Quando Grenville finalmente chegou, duas semanas após a saída, encontrou a colônia deserta. Em vez de aguardar novos colonos, destacou apenas quinze homens para manter a presença inglesa e garantir os direitos de Raleigh sobre o território.

Em 1587, Raleigh planejou uma segunda e mais ambiciosa tentativa. Desta vez, o objetivo não era apenas um acampamento militar, mas uma cidade: a Cittie of Ralegh, formalmente constituída em 7 de janeiro daquele ano. Cento e quinze pessoas embarcaram, incluindo dezesseis mulheres e nove crianças — famílias com interesses reais no empreendimento, que recebiam 500 acres de terra em troca de sua participação. O grupo foi liderado por John White, artista que havia participado das expedições anteriores e documentado a região em aquarelas detalhadas.

Ao chegarem à ilha de Roanoke em 22 de julho de 1587, os colonos encontraram o forte destruído e nenhum sinal dos quinze homens deixados por Grenville. Apenas o esqueleto de um deles foi localizado. Com suprimentos escassos e a situação política na Europa exigindo atenção da Coroa inglesa, John White foi convencido — relutantemente — a retornar à Inglaterra em agosto de 1587 para buscar reforços. Antes de partir, foi comunicado do nascimento de sua neta, Virginia Dare, a primeira criança de ascendência inglesa nascida nas Américas.

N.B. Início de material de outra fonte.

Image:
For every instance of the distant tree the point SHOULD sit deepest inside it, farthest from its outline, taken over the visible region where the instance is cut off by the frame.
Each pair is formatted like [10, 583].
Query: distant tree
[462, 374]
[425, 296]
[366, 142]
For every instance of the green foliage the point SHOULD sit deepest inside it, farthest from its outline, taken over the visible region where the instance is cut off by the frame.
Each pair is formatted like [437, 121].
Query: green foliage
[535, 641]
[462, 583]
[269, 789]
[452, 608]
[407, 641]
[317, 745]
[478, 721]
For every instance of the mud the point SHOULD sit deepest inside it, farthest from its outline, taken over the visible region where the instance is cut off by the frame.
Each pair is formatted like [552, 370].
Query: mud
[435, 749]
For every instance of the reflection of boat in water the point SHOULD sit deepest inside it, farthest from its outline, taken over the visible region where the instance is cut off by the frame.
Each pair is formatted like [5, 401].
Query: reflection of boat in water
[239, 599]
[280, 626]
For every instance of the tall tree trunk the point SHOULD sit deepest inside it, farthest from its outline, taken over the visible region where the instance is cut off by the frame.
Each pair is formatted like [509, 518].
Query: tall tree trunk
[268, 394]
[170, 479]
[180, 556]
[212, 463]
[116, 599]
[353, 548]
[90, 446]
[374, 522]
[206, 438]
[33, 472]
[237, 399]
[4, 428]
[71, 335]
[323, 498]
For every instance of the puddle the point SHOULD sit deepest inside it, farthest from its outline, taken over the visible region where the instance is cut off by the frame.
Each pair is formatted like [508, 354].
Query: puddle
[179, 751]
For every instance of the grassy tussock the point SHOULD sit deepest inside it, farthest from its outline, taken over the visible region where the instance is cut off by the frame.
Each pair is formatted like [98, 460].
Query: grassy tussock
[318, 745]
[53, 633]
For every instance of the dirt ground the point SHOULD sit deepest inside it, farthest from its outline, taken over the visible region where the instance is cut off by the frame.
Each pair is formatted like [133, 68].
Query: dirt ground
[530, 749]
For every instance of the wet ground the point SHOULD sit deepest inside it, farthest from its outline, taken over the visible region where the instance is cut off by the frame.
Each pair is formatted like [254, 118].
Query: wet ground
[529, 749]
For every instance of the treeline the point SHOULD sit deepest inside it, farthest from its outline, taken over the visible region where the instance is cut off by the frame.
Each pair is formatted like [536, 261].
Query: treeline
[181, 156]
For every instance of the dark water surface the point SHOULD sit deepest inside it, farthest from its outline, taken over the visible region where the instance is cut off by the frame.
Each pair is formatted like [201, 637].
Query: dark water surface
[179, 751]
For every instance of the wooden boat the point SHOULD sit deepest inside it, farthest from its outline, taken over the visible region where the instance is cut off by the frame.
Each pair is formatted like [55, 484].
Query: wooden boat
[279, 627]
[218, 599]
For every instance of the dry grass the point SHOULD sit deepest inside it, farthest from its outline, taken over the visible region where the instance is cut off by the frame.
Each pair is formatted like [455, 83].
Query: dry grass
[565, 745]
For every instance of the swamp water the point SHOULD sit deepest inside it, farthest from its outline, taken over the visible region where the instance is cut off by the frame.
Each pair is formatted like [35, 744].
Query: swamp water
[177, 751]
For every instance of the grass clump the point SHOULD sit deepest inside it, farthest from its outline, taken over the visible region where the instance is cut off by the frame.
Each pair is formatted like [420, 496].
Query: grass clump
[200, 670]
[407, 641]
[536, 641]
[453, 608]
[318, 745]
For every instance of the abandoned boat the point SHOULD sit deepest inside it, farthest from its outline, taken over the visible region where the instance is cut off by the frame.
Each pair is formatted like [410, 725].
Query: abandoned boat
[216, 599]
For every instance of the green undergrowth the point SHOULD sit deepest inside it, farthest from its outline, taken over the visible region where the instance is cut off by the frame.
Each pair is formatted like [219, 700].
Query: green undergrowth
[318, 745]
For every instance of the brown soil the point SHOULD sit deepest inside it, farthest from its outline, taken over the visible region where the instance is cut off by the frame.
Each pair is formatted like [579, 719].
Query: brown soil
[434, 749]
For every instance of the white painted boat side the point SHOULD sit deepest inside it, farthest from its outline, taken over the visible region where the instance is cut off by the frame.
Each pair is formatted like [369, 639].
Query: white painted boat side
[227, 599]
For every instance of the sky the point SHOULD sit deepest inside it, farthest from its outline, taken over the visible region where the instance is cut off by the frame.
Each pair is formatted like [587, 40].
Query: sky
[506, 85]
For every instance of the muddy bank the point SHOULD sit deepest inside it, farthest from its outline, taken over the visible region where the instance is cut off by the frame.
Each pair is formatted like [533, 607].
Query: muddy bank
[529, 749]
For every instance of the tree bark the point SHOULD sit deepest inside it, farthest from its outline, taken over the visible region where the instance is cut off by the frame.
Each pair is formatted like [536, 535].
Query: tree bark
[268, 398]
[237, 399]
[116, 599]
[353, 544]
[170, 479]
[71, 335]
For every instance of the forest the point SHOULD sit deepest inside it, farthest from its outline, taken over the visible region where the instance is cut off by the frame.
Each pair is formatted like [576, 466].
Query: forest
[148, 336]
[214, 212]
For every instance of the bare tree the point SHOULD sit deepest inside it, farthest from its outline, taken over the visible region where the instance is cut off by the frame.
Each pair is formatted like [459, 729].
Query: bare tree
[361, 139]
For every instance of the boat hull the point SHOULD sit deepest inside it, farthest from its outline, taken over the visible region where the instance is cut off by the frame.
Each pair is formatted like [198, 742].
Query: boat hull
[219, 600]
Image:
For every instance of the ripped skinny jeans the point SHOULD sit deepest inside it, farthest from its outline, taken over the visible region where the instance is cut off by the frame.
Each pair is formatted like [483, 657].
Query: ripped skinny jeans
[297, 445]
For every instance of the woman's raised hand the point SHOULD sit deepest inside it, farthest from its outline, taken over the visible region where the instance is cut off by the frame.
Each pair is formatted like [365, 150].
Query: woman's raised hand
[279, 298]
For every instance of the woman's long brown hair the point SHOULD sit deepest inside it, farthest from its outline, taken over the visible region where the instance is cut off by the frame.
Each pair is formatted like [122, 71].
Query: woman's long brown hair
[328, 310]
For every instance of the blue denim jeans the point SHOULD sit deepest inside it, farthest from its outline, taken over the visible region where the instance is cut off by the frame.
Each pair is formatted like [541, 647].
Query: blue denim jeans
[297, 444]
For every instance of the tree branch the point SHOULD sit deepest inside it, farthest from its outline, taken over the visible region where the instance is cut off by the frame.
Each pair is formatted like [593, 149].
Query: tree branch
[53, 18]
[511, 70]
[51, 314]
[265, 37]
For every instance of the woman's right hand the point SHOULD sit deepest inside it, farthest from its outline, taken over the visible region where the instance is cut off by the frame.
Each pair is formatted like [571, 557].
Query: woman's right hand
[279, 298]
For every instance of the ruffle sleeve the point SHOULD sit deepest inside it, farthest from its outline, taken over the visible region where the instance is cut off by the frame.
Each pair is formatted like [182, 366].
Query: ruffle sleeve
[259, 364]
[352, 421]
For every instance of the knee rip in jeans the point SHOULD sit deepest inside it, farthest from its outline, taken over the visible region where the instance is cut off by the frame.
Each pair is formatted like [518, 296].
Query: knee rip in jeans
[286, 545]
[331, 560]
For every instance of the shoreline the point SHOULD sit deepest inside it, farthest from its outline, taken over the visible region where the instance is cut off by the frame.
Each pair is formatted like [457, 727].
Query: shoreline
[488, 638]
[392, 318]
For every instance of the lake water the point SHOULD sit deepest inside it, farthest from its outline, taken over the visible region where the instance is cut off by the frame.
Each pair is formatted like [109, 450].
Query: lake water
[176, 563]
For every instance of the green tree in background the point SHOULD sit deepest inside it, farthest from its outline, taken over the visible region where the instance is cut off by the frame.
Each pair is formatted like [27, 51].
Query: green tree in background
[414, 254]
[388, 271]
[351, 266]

A guerra com a Espanha e o ataque da Armada Invencível em 1588 consumiram todos os recursos navais ingleses. White só conseguiu retornar à Roanoke em agosto de 1590, após três anos de separação. O que encontrou foi o silêncio absoluto: a colônia havia desaparecido. As estruturas tinham sido cuidadosamente demolidas — sinal de uma partida planejada, não de pânico —, os pertences dos colonos estavam enterrados ou escondidos, e numa estaca de madeira havia a palavra "CROATOAN" entalhada, sem a cruz que White havia combinado com os colonos para indicar perigo. Num segundo poste, estavam gravadas apenas as letras "CRO".

As interpretações do que aconteceu com os colonos variam até hoje. A hipótese mais aceita pelos historiadores é a de que o grupo se integrou voluntariamente à tribo dos croatanos, possivelmente dividindo-se entre diferentes aldeias indígenas. Pesquisas arqueológicas realizadas nas últimas décadas identificaram objetos de origem europeia do final do século XVI em sítios associados aos croatanos, o que corrobora essa teoria. Outros pesquisadores não descartam que parte dos colonos possa ter sido exterminada pelos índios powhatan, que dominavam uma vasta aliança tribal na região, ou até mesmo por expedições espanholas vindas da Flórida.

Roanoke permanece o enigma fundador da história colonial americana — o começo interrompido de um projeto que, nas mãos de outras expedições, se transformaria numa nação. O nome Virginia Dare e a palavra "CROATOAN" entraram para a mitologia americana como símbolos de perda, mistério e da violência implícita no encontro entre mundos.